Traitant ensuite de l'apport de l'informatisation à la réforme de l'Etat, il s'est référé à la « grille de lecture » proposée par le cabinet Accenture, distinguant le service rendu à l'usager, dit « front office », du développement d'applications spécifiques aux métiers et à la fonction administrative, le «back office ».

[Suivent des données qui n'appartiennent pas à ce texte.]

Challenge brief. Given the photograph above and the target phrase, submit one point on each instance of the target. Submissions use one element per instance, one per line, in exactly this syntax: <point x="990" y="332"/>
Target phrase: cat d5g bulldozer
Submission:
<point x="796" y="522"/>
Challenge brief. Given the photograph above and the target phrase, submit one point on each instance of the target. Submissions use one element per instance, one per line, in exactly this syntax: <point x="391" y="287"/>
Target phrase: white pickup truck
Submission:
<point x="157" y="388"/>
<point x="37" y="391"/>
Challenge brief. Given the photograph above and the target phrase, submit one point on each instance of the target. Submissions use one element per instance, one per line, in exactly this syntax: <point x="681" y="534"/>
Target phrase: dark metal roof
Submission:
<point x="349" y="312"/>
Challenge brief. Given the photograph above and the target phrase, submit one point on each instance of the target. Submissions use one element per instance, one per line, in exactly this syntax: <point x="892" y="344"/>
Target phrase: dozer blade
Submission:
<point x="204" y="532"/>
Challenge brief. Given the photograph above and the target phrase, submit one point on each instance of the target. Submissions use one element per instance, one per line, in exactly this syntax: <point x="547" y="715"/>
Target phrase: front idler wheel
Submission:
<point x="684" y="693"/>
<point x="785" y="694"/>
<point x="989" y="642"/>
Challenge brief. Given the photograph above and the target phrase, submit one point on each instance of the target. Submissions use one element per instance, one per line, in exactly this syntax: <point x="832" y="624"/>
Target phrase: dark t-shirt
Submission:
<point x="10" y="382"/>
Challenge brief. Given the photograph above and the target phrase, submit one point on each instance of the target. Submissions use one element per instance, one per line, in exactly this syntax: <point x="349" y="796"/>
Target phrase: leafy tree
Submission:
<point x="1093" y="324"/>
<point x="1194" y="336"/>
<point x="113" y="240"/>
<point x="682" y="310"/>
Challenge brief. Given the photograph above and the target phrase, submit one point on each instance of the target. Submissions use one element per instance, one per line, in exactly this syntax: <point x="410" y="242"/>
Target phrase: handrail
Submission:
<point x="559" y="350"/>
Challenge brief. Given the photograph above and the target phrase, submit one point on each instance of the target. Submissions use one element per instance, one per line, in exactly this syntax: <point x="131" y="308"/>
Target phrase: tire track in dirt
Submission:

Concernant les services rendus aux usagers, M. Jean Arthuis, président, a observé que les orientations françaises tendaient à concilier la simplification de la vie administrative avec la préservation des libertés et que les formalités administratives en ligne permettaient de s'affranchir des contraintes spatiales et temporelles, tout en gagnant en rapidité, voire en simplicité. Jugeant la diffusion de l'accès à Internet comme une condition déterminante des progrès de l'administration en ligne, il a estimé fondamental que le programme gouvernemental vise à mettre tous les Français qui le souhaitaient en capacité d'accéder à Internet et à l'administration électronique d'ici à l'horizon 2007. Jugeant également important que les usagers bénéficient d'une incitation financière à l'usage des téléprocédures, il a rappelé la mise en place, à l'initiative de la commission des finances du Sénat, d'une réduction d'impôt sur le revenu de dix euros en faveur des télédéclarants, souhaitant élargir des mesures d'une telle nature à d'autres impôts et à la sphère sociale, particulièrement en direction des PME. Il a rappelé l'objectif gouvernemental prévoyant que 100 % des procédures administratives puissent faire l'objet d'une téléprocédure en 2007 et cité plusieurs exemples significatifs de l'état d'avancement de ce programme.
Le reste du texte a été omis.